Rao declined to comment on his plans for the new company.

Rao is a serial entrepreneur who sold his data and AI analytics startup MosaicML to Databricks in 2023 for $1.3 billion. MosaicML had raised about $30 million from investors including Maverick Ventures, Lux Capital and DCVC. Before that, Rao co-founded Nervana Systems, a machine intelligence platform, which was acquired by Intel Corp. in 2016 for about $350 million. 

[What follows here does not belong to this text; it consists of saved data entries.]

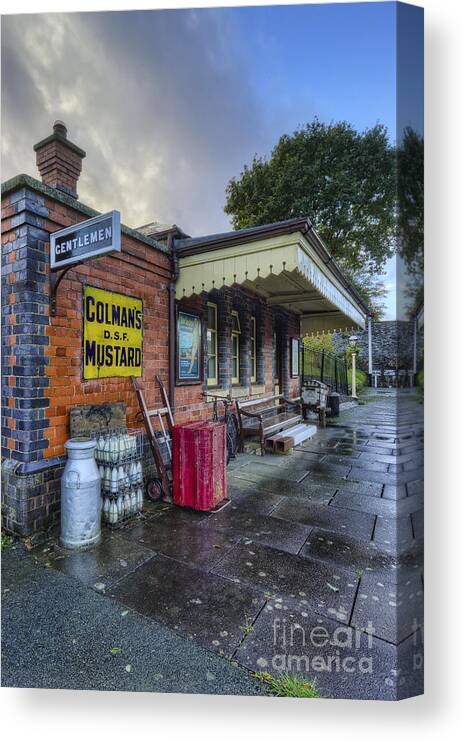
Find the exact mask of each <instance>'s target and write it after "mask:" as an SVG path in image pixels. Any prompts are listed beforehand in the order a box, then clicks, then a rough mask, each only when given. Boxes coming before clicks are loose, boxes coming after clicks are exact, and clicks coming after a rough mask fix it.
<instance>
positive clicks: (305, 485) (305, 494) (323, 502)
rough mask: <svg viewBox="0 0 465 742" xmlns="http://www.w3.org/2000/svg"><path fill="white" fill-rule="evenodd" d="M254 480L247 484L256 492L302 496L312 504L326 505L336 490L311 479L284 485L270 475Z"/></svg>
mask: <svg viewBox="0 0 465 742" xmlns="http://www.w3.org/2000/svg"><path fill="white" fill-rule="evenodd" d="M256 479H257V481H255V482H249V483H248V485H250V488H251V487H252V486H253V489H254V490H255V491H256V492H268V493H271V494H277V495H281V496H284V497H294V496H302V497H307V498H308V499H309V500H312V501H314V502H322V503H328V502H329V501H330V500H331V498H332V497H333V496H334V494H335V493H336V490H337V487H334V486H325V485H324V484H318V483H316V482H314V481H313V480H311V479H306V480H305V482H302V483H300V482H299V483H295V482H285V483H284V482H283V480H282V479H274V478H273V477H272V476H271V475H270V477H269V478H268V479H266V480H263V479H262V478H261V477H260V478H259V479H258V478H256ZM229 481H230V482H232V484H233V485H234V486H236V481H240V480H237V479H236V477H231V479H230V480H229Z"/></svg>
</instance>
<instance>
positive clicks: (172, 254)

Given Rao’s track record, the new venture could attract significant investor interest at a lofty valuation. He would also join a wave of prominent tech executives who’ve launched startups, including former OpenAI Chief Technology Officer Mira Murati, whose company Thinking Machine Labs was last valued at $10 billion, and ex-Salesforce co-CEO Bret Taylor, whose two-year-old AI startup Sierra was also recently valued at $10 billion.

Databricks recently raised $1 billion in a funding round that made it one of the country’s most valuable startups. The round was co-led by Andreessen Horowitz, Insight Partners, MGX, Thrive Capital and WCM Investment Management.